Caffeinated Politics

Opinions And Musings By Gregory Humphrey. "Why should I not learn something new every day, and, if I can, shine a light into the eye of my heart?" Mirza Saleh


Moral Leadership Needed From The Trump White House About His War In Iran

Our nation has seen more than its fair share of policy disputes, strategic missteps, and even bizarre moments of national confusion since Donald Trump’s inauguration in January 2025. Now, we are facing an alarming moment with the absence of moral leadership at the very top of this White House concerning the Iran war.

Moral leadership was a topic Sen. Sam Ervin delivered during the 24th day of the Watergate Committee Hearings in 1973. Before I tackle the current quagmire, take a listen to a short part of Ervin’s comments.

Ervin’s point was not only about the burglary, but the responsibility of a president to confront wrongdoing with honesty, clarity, and a sense of duty to the public rather than to himself. Moral leadership, I suggest Ervin would say, is not ornamental. It is the foundation of democratic trust.

More than fifty years after the North Carolinian spoke, the United States finds itself in another moment when the public is searching for steadiness from the Oval Office. (My rational side says the public is in for a very long wait.) The Iran War is approaching its tenth week, and many Americans, from all points of the political compass, are still asking the most basic questions. Why was this war initiated? What national interest does it serve? Why does it continue without a clear explanation of its aims or its endpoint? How does Iran have a stronger international narrative than eleven weeks ago?
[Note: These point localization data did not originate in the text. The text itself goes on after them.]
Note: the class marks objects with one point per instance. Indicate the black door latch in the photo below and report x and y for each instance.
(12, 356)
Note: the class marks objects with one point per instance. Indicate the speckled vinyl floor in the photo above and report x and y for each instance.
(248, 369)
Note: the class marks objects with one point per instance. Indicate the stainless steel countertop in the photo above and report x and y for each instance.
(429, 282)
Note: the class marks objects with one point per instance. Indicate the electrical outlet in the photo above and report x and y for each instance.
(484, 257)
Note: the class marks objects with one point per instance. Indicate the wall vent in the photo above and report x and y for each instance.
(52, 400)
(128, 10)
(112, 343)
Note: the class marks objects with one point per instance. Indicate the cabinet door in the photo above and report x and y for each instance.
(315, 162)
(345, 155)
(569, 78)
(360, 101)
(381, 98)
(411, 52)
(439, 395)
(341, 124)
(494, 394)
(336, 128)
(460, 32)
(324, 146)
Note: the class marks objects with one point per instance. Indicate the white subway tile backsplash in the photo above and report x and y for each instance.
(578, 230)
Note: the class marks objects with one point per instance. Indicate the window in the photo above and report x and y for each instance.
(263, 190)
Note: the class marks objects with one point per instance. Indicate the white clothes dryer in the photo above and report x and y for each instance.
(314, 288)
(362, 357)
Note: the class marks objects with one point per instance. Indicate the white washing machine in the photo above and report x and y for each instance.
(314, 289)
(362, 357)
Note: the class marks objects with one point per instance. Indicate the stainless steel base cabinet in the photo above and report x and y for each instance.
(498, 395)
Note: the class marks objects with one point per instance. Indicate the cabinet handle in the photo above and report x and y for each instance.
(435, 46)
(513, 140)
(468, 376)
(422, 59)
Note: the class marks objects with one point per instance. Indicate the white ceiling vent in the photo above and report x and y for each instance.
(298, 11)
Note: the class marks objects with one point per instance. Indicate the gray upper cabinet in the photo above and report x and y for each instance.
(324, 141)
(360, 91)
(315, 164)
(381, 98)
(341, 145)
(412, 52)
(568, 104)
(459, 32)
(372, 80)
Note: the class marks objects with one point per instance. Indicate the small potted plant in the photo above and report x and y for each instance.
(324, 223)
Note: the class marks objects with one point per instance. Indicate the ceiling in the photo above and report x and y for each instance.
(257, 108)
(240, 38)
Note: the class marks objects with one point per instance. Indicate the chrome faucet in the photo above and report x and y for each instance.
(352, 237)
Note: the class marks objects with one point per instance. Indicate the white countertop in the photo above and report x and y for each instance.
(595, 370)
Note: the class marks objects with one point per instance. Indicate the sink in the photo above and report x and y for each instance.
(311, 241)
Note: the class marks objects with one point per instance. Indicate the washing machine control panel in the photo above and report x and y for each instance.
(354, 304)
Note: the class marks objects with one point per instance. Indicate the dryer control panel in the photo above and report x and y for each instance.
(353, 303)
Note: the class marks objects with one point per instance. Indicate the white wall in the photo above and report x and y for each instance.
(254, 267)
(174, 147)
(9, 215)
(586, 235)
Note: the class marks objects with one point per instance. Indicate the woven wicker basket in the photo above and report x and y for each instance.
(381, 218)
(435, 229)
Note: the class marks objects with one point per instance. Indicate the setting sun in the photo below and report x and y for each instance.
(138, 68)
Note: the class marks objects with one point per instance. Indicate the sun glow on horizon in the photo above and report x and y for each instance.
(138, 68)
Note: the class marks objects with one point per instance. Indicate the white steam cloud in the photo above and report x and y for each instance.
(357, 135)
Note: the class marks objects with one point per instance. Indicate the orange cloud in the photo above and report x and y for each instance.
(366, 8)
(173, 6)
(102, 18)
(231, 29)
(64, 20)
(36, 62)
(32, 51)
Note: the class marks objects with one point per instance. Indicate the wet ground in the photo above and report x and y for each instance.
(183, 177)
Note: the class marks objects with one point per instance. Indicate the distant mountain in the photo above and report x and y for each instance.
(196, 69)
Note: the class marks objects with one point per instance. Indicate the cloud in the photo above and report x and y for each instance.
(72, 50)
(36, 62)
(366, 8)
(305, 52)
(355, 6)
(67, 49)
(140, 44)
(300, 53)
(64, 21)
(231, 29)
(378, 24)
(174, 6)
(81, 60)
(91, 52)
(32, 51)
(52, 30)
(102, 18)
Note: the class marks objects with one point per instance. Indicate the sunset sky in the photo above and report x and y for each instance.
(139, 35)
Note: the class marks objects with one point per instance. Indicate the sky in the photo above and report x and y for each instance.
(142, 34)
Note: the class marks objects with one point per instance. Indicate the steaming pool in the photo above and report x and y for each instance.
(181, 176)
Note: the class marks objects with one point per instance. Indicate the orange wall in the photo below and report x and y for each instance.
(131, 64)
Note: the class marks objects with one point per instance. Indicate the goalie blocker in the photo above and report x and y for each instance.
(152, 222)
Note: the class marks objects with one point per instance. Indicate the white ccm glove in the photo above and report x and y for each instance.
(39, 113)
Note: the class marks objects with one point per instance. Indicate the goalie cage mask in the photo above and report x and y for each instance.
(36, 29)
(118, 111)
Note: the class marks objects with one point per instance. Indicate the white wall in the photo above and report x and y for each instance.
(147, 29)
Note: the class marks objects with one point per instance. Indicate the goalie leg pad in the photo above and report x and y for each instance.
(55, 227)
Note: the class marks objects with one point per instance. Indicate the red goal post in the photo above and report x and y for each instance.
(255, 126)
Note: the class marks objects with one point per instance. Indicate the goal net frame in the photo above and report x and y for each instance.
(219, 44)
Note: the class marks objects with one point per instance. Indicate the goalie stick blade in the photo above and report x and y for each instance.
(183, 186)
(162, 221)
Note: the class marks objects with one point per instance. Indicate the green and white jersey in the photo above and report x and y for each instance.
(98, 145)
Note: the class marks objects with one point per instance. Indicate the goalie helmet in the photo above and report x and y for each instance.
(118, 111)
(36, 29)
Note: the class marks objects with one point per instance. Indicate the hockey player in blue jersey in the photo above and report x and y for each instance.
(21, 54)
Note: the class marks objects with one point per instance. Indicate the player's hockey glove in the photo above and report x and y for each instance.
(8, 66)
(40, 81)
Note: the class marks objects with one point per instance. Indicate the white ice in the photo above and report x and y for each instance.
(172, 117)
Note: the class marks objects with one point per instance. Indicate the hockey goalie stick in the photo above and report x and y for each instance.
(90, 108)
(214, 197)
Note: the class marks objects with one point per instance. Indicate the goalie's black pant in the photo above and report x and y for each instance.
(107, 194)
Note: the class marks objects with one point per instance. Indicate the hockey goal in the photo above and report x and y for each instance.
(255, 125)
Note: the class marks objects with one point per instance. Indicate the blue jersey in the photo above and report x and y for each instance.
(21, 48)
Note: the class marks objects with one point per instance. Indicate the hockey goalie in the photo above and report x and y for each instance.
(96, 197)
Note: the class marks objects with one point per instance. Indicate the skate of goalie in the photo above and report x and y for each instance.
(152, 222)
How does Iran now have the power over the Strait of Hormuz? Are we to believe that no one in this White House had read a single analysis piece about the threats posed by Iran if it were to be attacked? There are 47 years of articles to pick from concerning the Straits.

Reporting and commentary in various outlets have noted that many citizens believe (as does the blogger at this desk) the timing of the unexplained war coincided with the release of the Trump–Epstein documents, which contain allegations involving Donald Trump’s sexual assault on a teenage girl. I have argued that the war’s launch was a political deflection. Without any plausible or rational policy goal that fits with the facts concerning Iran’s then already degraded nuclear capabilities, it only furthers the deflection narrative. Others reject that interpretation entirely. What is undeniable, however, is that the public has been left without a coherent, transparent rationale from Trump and his White House sycophants. What we are left with is a moral leadership vacuum. Especially since we have dead members of the U.S. military as a result of Trump’s alleged abhorrent behavior with Epstein’s girls, as noted in the files released shortly before the war started.

War is the gravest decision a president can make. But what we have witnessed is a shocking lack of candor and accountability from Trump. Call me old-fashioned, but when American and Iranian lives are at stake–yes, a moral stand means caring for all those in the path of the lethal impacts from war–it means a president is required to articulate not only the strategic logic but the moral justification for the use of force. Without that, citizens are left to fill the silence with speculation, suspicion, and fear. Democracies do not function well in that kind of fog.

Longtime readers know I am a Nixon history buff, and I make no apology for repeating the lessons we can still gain from Watergate. Let me say, again, Watergate was not simply about abuses of power that occurred. It was that the public would tolerate almost anything except being treated as though it did not deserve the truth. Ervin’s insistence on moral leadership, a theme he hit on often over the months of the hearings, was a reminder that the presidency is not merely an office of command. He pushes that the Oval Office is an office of example. When a president refuses to level with the nation, as we are now witnessing with Trump’s Iran war, the damage will not be confined to this single issue. Rather, akin to what happened during Watergate and as the nation absorbed it later, we know it eroded the civic fabric that holds the country together.

I do not need to remind readers that over the past 15 months, our nation has been seriously divided, anxious, and searching for truth, which has been in short supply from this administration. The Oval Office should be the place where truth can be counted on and where responsibility is owned rather than avoided. But more to the point of this column, that office must again be where the moral weight of leadership is carried with seriousness rather than deflection.

In 1973-74, the country faced a crucial period in our national story. We know from history (some of us lived it!) what happens when a president tosses national responsibility aside like a burger wrapper. We know what must happen now for this nation to deal with this war waged against Iran. For that to happen, we need now the kind of moral leadership Sam Ervin demanded in 1973. Wouldn’t it be nice if we woke tomorrow and discovered leadership that treats the American people not as an audience to be managed, but as citizens to be told the truth?

Yes, it would be nice. But that will not happen until Donald Trump is removed from office.